While fanciful in the way gold is coinage and effort is expended to mine gold, or steal it, and hence has value counted in effort; the proof of work consensus depends on the agnosticism of compute cycles. There will be a competition between compute cycles, not miners, as to which miner wins the competition. A miner is unlikely to win without expending a lot of computer cycles, and the solution attests to all that those computer cycles were spent. As long as this miner cannot collude with sufficiently many other miners, if the block is faulty the other miners will ignore it and mine ahead of honest blocks. Then the work of the dishonest block is forfeited (see below about forks for the case of deciding between two honest blocks.)
Another incentive mechanism is that a transaction can yield a profit for the miner that places that transaction in a block and successfully mines it into the block chain. A transaction can include TxIn's whose values sum to more than the sum of the values of the TxOut's. The difference can be claimed in by the miner. (I think this is added to the coinbase transaction. To be checked).
Transactions are proposed to the miner and float in a mempool. Miners collect out transactions and their incentive is to collect up those providing high fees.

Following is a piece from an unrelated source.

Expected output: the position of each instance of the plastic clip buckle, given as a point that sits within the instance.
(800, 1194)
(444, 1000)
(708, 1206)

The coinbase TxOut is gradually halved over time and will eventually be zero. From that point on, the only incentive will be these fees.
An example of what can go wrong, is that two blocks are mined at about the same time. Assume that otherwise both are valid. It just so happened that two winning blocks occurred at the same time. What happens now is miners choose one block to mine on and extend the chain. Eventually one chain will be (by chance) longer, and miners should mine the larger chain. The transactions on the shorter chain are abandoned. Since they are not on the chain, their TxOut's will not verify in future transactions. The transactions are void, and the miner rewards for the block are void.
An attack on the blockchain risks, if it fails, the waste of effort that certainly was involved in mining the orphaned chain. The correct hash of these blocks, that allowed them to be considered by any honest miner, also attests to an effort. Because the misbehaving miner does not get the block reward, its behavior is not incentivized. Because it cost the misbehaving miner work, its behavior is disincentivized.